Sears who had been headquartered in Chicago since the 1890s held the National Quilt Contest and encouraged the contestants to create imaginative quilts around the theme A Century of Progress. The drama and scandal that ensued are captured in Merikay Waldvogel’s lecture at: bit.ly/2EnQMpp
Merikay and Barbara Brackman are the authors of Patchwork Souvenirs of the 1933 World’s Fair. It is an exhaustive study of the contest, the judges, the quilters, their quilts and the aftermath of the contest. Needless to say, Sears underestimated how many quilters would enter the contest, but when there is a $200 prize at stake (almost $3800 in 2018 dollars) with a Depression underway, quilters were highly motivated to participate.

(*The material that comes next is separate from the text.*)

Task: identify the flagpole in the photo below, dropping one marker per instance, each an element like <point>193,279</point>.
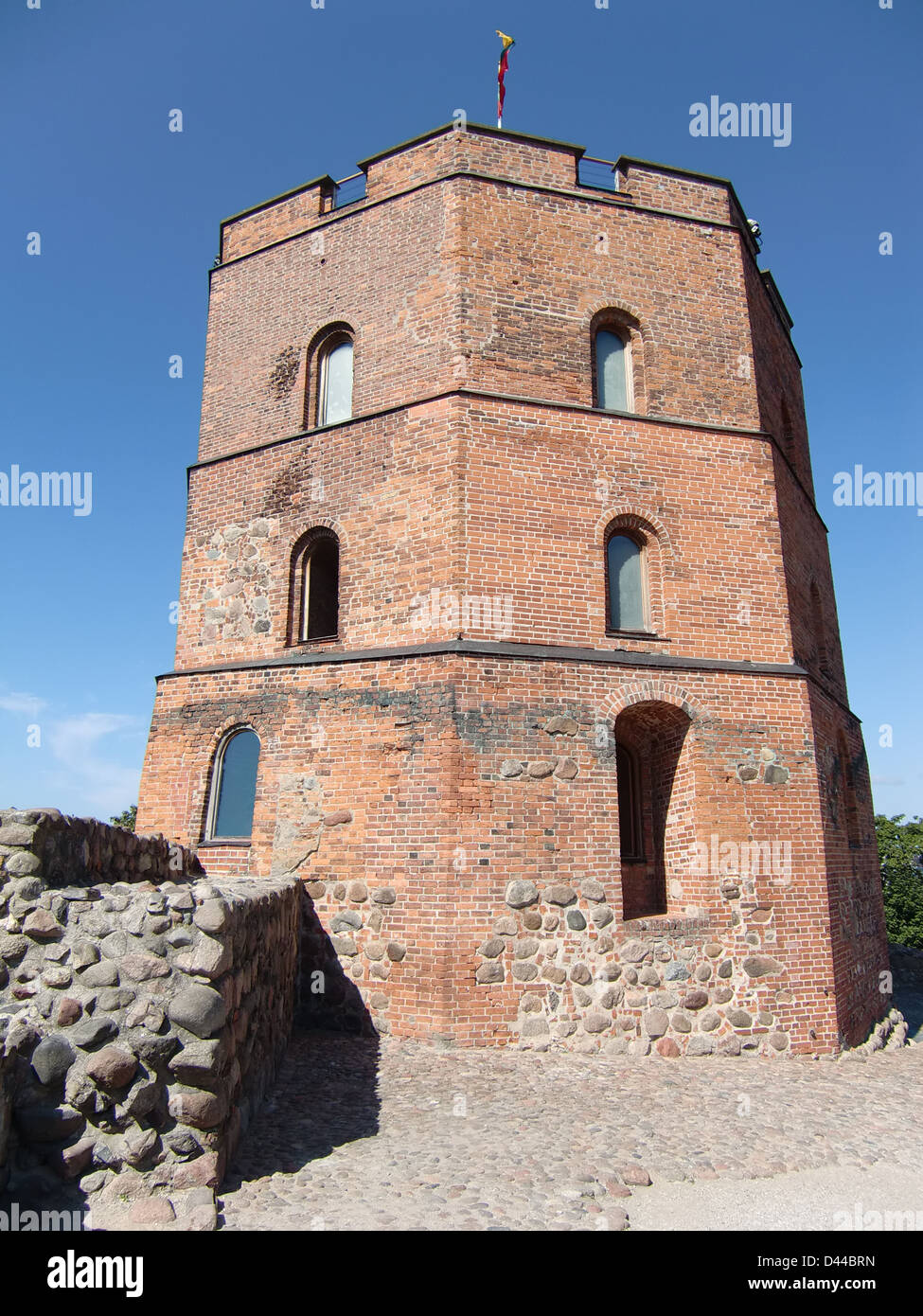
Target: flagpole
<point>501,75</point>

Last summer I acquired a quilt from a lady who was given it by another lady decades ago. Both ladies did not have family to pass it down to, so the current keeper of the quilt asked me to find it a good home. The quilt had an unusual design: a cross between a compass and a star. I wondered if it had a name, so I recently checked through Barbara Brackman’s Encyclopedia of Pieced Quilt Patterns and discovered it was a Century of Progress pattern. According to the accompanying entry the pattern appeared in the Farm Journal ca. 1933. Next, I turn to the index and under “Century of Progress” I find four other entries. Two are attributed to Nancy Cabot a pseudonym for Loretta Leitner who was the needlework editor and columnist for the Chicago Tribune in the 1930s. One of her designs looks like a shooting six-point star and the other looks like an off-center log cabin. Both of these patterns are also dated to 1933. Sears tried to encourage creativity and originality, but obviously pattern designers were busy creating “Century of Progress” patterns for the less creative. It makes me wonder how many of the 25,000 entries were based on commercially produced patterns.
Who knows? Perhaps in another 15 years when Chicago hits the Big 300 they will host another World’s Fair to mark even greater technological advances that we can’t even imagine and another quilt contest will be held to celebrate quilting ingenuity.